In contrast, Aleksa’s job centers on performance. He helps players handle the mental side of the game, so their physical performance is the best it can be: “Optimizing,” he says. “What are you doing well? How do we get even better? It’s like going to a strength and conditioning coach.”
A psychology major and varsity swimmer at UChicago, Aleksa earned a master’s degree in performance psychology at National University. Before joining the Marlins in 2023, he was a mental performance coach at the US Army Special Warfare Center and School, where he worked with soldiers training to become Green Berets.
5
The number of school swimming records Aleksa set at UChicago—even though he was a walk-on. “I considered myself an athlete first, and it really helped me be the best student that I could be,” he says. “With the rigorous course load at UChicago, if I’m not on top of my studies, I’m not getting the grades that I want. So I’m stressing about that, which is going to bleed into my athletic performance.”
7
The grade Aleksa taught through Teach for America in Detroit. “When you do classroom management with seventh graders, those lessons translate to working with soldiers and baseball players. Because sometimes grown men can be like seventh graders.

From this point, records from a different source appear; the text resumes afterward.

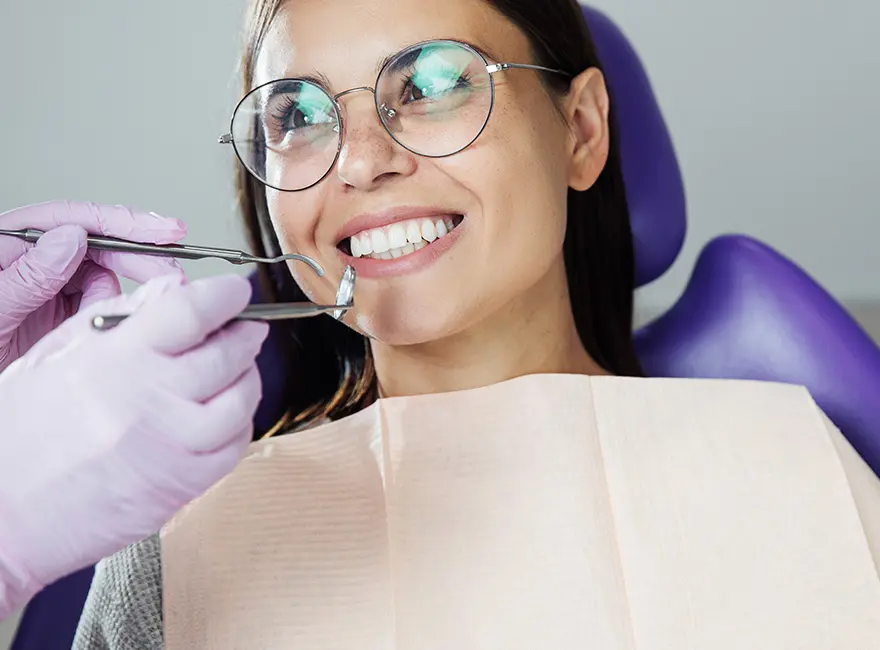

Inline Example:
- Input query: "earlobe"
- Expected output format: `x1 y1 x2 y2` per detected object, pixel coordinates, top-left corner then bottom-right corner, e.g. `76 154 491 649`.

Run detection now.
567 68 610 192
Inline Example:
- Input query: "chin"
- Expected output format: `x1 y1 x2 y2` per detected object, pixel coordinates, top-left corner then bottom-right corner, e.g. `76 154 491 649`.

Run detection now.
345 300 474 347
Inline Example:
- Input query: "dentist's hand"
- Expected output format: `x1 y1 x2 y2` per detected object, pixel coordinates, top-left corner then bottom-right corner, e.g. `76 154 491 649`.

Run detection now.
0 201 186 372
0 276 268 619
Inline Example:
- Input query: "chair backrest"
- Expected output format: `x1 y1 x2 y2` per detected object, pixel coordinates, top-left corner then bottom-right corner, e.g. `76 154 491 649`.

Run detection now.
583 7 880 474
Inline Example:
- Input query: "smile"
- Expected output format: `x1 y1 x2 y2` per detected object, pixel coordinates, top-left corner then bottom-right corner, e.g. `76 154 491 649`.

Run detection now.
340 215 464 260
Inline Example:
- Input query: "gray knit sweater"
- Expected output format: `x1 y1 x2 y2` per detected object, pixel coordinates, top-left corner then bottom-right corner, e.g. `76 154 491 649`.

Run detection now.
73 535 164 650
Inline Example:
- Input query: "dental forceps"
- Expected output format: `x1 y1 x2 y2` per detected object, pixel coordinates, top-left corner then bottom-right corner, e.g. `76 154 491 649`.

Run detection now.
0 228 324 277
92 266 357 332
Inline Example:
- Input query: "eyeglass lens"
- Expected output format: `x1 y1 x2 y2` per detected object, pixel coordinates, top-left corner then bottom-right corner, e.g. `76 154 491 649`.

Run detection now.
232 41 493 191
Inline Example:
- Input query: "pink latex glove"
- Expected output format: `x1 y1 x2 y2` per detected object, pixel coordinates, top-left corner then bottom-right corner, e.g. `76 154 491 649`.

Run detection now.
0 276 268 618
0 201 186 371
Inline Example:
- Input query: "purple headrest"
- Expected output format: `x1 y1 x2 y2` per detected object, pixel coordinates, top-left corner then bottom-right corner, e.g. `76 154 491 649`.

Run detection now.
582 7 687 286
635 235 880 474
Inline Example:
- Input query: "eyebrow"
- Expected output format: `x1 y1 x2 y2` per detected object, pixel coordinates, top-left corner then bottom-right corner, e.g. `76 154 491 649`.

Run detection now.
289 38 499 97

“I absolutely love Detroit. It’s got similar Midwest blue-collar vibes as Chicago, and everyone has so much pride and love for the city. I lived and taught in downtown Detroit. Then on the weekends I was a coach at a swimming club in the suburbs. That’s when I solidified that I wanted to do coaching.”
162
The number of games per year he attends with the Miami Marlins—that is, all of them. “I’m fully embedded with the team. I try to create the conditions so the players know they can approach me and talk to me, but I’m not going to force the issue.”
7 out of 10
The number of times the best batters don’t get a hit. “The big thing in baseball is, what’s your relationship with failure? If you’re failing only seven times out of 10—at the end of the season, if you have a .300 batting average—you’re going to be pretty happy. But in the moment, you’re not getting on base.
“We see some blowups. Sometimes if it’s their third, fourth strikeout of a game, a player might come in the dugout and throw something. Have a little fit. If it’s not harming anyone—if that’s their way of getting it out and it puts them in a better position to go up to that next at-bat—I don’t have a huge issue with it.”